Error Recovery Performance: A New Component of the Hotel Employee Job Assessment
By Priyanko Guchait, PhD Associate Professor Conrad N. Hilton College of Hotel and Restaurant Management, University of Houston | January 26, 2020
Errors are defined as "unintended deviations from plans, goals, or adequate feedback processing as well as an incorrect action that results from lack of knowledge.

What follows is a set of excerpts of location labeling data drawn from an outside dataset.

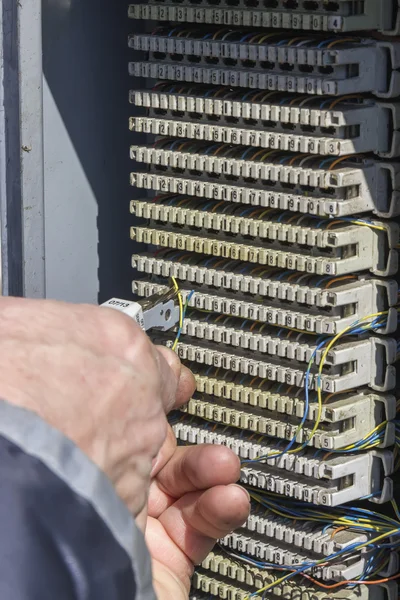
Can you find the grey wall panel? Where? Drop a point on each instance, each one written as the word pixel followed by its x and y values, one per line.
pixel 87 140
pixel 21 153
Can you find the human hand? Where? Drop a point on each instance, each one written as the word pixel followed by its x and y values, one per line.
pixel 193 501
pixel 93 374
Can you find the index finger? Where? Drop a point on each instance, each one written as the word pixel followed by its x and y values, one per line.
pixel 178 383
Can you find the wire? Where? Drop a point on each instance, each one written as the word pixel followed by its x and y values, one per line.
pixel 181 312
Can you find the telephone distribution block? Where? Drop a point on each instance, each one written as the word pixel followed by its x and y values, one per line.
pixel 378 375
pixel 304 65
pixel 306 476
pixel 366 362
pixel 319 15
pixel 304 303
pixel 303 244
pixel 299 183
pixel 298 125
pixel 346 418
pixel 223 576
pixel 271 546
pixel 258 254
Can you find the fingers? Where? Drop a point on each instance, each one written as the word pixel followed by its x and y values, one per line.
pixel 197 519
pixel 186 382
pixel 190 469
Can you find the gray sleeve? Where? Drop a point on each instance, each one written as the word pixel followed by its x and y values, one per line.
pixel 40 442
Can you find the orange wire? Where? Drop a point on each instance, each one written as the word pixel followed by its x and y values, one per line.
pixel 351 582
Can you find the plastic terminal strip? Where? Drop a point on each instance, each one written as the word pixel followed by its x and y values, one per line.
pixel 372 15
pixel 350 127
pixel 329 482
pixel 225 577
pixel 365 362
pixel 271 550
pixel 370 186
pixel 353 364
pixel 274 301
pixel 344 250
pixel 345 420
pixel 368 66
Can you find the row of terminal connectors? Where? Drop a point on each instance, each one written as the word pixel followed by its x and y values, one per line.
pixel 299 183
pixel 313 125
pixel 305 476
pixel 260 60
pixel 315 15
pixel 317 246
pixel 303 302
pixel 224 577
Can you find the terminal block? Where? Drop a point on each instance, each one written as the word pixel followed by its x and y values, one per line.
pixel 308 245
pixel 333 68
pixel 277 542
pixel 298 183
pixel 305 476
pixel 311 125
pixel 354 363
pixel 346 418
pixel 338 16
pixel 304 302
pixel 224 577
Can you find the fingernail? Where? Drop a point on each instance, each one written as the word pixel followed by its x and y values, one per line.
pixel 243 490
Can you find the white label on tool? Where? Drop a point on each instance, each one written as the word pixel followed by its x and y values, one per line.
pixel 131 309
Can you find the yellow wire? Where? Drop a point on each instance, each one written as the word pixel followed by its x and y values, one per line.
pixel 181 309
pixel 322 560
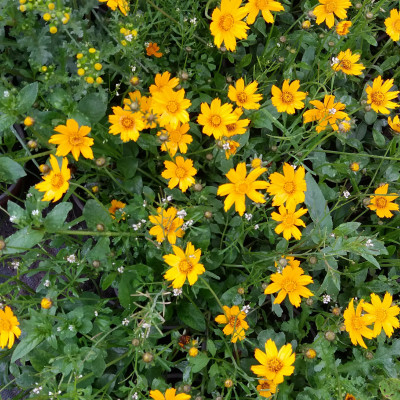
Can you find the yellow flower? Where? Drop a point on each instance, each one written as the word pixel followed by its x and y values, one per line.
pixel 166 225
pixel 245 96
pixel 235 323
pixel 289 220
pixel 55 183
pixel 216 117
pixel 253 7
pixel 170 394
pixel 288 99
pixel 171 106
pixel 393 25
pixel 348 63
pixel 292 282
pixel 379 96
pixel 274 365
pixel 177 139
pixel 126 123
pixel 383 313
pixel 356 324
pixel 184 265
pixel 326 112
pixel 288 188
pixel 266 388
pixel 179 172
pixel 382 203
pixel 328 8
pixel 241 187
pixel 227 24
pixel 342 28
pixel 73 139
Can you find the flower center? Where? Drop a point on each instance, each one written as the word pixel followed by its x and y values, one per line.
pixel 381 202
pixel 57 181
pixel 287 97
pixel 275 364
pixel 226 22
pixel 378 98
pixel 172 106
pixel 289 187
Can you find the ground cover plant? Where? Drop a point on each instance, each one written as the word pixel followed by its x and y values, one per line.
pixel 210 199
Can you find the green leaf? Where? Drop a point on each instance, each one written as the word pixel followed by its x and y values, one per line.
pixel 10 171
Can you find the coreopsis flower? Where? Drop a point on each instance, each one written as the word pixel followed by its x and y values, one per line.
pixel 171 106
pixel 72 139
pixel 179 172
pixel 379 96
pixel 177 139
pixel 242 186
pixel 55 183
pixel 393 25
pixel 235 323
pixel 347 63
pixel 383 313
pixel 289 220
pixel 185 264
pixel 327 10
pixel 357 324
pixel 167 225
pixel 288 188
pixel 266 388
pixel 245 96
pixel 216 117
pixel 8 328
pixel 274 365
pixel 288 99
pixel 227 24
pixel 121 4
pixel 326 113
pixel 290 282
pixel 383 203
pixel 342 28
pixel 253 7
pixel 170 394
pixel 126 123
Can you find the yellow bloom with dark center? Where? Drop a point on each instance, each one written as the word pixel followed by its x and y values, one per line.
pixel 185 264
pixel 288 99
pixel 348 63
pixel 326 113
pixel 167 226
pixel 290 282
pixel 289 220
pixel 73 139
pixel 171 106
pixel 274 365
pixel 288 188
pixel 357 324
pixel 126 123
pixel 327 10
pixel 8 328
pixel 216 117
pixel 379 96
pixel 55 183
pixel 170 394
pixel 383 313
pixel 393 25
pixel 242 185
pixel 382 203
pixel 245 96
pixel 227 24
pixel 235 323
pixel 179 172
pixel 253 7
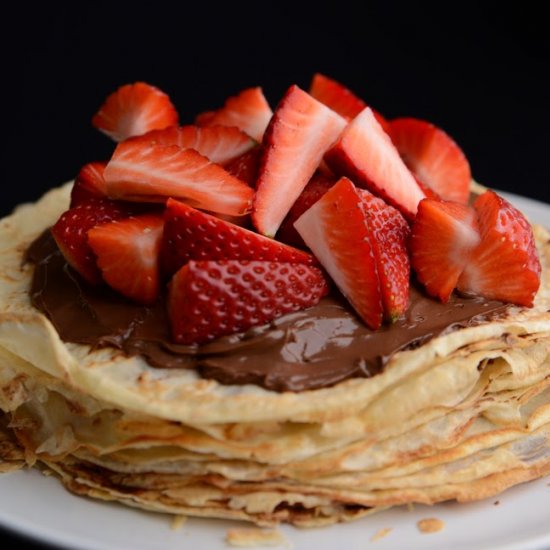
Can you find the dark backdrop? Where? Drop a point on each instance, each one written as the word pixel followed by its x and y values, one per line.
pixel 481 74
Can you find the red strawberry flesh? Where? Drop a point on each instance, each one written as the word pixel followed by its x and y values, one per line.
pixel 148 172
pixel 210 299
pixel 389 233
pixel 135 109
pixel 433 157
pixel 443 237
pixel 249 111
pixel 505 265
pixel 317 186
pixel 299 133
pixel 335 229
pixel 71 233
pixel 220 144
pixel 365 153
pixel 128 255
pixel 246 166
pixel 190 234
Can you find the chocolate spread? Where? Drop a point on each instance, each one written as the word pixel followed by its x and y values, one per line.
pixel 310 349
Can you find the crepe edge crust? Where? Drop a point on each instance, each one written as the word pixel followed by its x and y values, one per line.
pixel 178 395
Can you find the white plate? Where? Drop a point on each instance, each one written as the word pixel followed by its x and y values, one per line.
pixel 39 507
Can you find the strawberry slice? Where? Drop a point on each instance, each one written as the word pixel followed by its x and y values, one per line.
pixel 128 255
pixel 299 133
pixel 89 183
pixel 190 234
pixel 389 236
pixel 249 111
pixel 220 144
pixel 434 157
pixel 317 186
pixel 71 233
pixel 341 99
pixel 365 153
pixel 209 299
pixel 148 172
pixel 505 265
pixel 444 235
pixel 246 167
pixel 335 229
pixel 133 110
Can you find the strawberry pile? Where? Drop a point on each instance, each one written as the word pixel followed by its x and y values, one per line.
pixel 249 214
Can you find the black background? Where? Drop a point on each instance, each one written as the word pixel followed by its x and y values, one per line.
pixel 479 73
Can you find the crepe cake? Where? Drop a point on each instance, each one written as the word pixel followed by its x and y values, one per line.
pixel 311 418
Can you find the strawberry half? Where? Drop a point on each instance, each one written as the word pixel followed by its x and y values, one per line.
pixel 317 186
pixel 89 183
pixel 247 166
pixel 299 133
pixel 71 233
pixel 209 299
pixel 145 172
pixel 135 109
pixel 335 229
pixel 389 236
pixel 444 235
pixel 341 99
pixel 366 154
pixel 220 144
pixel 249 111
pixel 434 157
pixel 193 235
pixel 505 265
pixel 128 255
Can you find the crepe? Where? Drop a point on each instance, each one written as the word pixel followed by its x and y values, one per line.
pixel 462 416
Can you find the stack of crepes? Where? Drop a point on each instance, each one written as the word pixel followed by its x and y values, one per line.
pixel 462 416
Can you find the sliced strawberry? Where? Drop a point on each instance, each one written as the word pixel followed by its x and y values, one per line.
pixel 128 255
pixel 220 144
pixel 444 235
pixel 71 233
pixel 365 153
pixel 505 265
pixel 190 234
pixel 89 183
pixel 389 236
pixel 317 186
pixel 341 99
pixel 133 110
pixel 335 229
pixel 246 167
pixel 299 133
pixel 209 299
pixel 205 118
pixel 249 111
pixel 428 191
pixel 434 157
pixel 147 172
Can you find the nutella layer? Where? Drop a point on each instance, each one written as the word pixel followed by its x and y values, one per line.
pixel 310 349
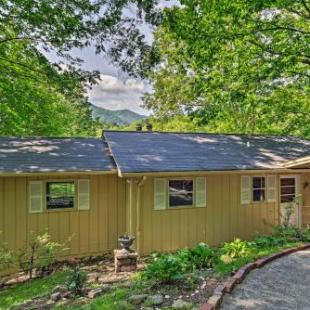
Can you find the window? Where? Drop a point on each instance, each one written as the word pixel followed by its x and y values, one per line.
pixel 180 193
pixel 258 188
pixel 288 189
pixel 60 195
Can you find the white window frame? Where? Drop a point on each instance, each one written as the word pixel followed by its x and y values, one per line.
pixel 258 188
pixel 75 201
pixel 181 206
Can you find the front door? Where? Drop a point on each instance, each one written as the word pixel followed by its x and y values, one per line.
pixel 289 189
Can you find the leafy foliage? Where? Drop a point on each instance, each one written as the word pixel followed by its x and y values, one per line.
pixel 39 254
pixel 76 280
pixel 234 250
pixel 7 258
pixel 235 66
pixel 180 266
pixel 166 268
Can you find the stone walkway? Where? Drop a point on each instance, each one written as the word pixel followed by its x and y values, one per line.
pixel 282 284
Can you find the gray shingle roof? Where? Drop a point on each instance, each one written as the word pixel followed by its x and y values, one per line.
pixel 28 155
pixel 169 152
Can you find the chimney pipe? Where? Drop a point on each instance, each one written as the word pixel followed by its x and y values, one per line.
pixel 138 127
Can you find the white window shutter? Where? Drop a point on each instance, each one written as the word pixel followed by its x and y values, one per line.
pixel 83 194
pixel 35 196
pixel 245 190
pixel 160 194
pixel 201 192
pixel 271 188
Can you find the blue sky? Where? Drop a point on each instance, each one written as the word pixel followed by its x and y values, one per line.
pixel 116 90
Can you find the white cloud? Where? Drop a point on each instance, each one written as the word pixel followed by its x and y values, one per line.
pixel 114 94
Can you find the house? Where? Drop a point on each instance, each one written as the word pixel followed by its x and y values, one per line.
pixel 170 190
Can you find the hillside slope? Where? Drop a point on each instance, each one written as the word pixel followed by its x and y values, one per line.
pixel 119 117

The unintentional nature of the deviation is one way to differentiate between errors and violations, since violations are intentional deviations from standards, norms, practices, or recommendations.
Errors occur in every hospitality organization and can result in negative consequences such as loss of time, faulty products, production and quality losses, increased costs, loss of revenue, decreased employee performance and morale, loss of clients, and even physical injuries. Even after using sophisticated technologies, developing rigid systems, and enacting strict policies to control employee behavior, errors (especially human errors) will occasionally occur, leading to negative consequences. As such, managing or handling errors effectively is crucial for the success of any hospitality business.
One type of error that has been extensively studied in the service, hospitality, and tourism areas is "service failure". Service failure is defined as service performance that falls below a customer's expectations. Service recovery refers to the actions an organization takes to respond to a service failure. Managing service failures effectively is crucial as well-executed recoveries enhance customer satisfaction while poor recoveries lead to customer defections. Thus, the majority of service failure/recovery research initially focused on customers. Hospitality scholars noticed the importance of frontline employees in service failure and recoveries, and as have extensively focused on service recovery performance of frontline employees.
However, this line of research has not been applied to errors other than direct customer service failures. What about errors that do not directly involve and/or influence customers? For example: What about errors that an accountant in a hotel makes that may affect the overall company's performance? What about an expeditor who notices that a wrong food order is about to be delivered or the food was not cooked properly, and corrects it even before the food reaches the customer? Scholars have mostly ignored such errors and error recoveries.
It is important to be able to evaluate how employees handle or manage errors in general rather than only focusing on errors where a customer is involved. There is a need to focus on these internal errors and recoveries as well, as they can have a long-term and indirect effect on service/product quality, customer satisfaction, and firm performance. A service recovery performance measure may not be applicable to employees who do not regularly interact with customers (e.g., accountants, auditors, cook, dishwasher etc.) but that does not mean these individuals do not make errors/mistakes and do not engage in managing those errors.
Additionally, some errors and their recoveries may be noticeable only to employees, peers, and managers. Therefore, there is a need to evaluate if employees are effective in managing/resolving errors and failures.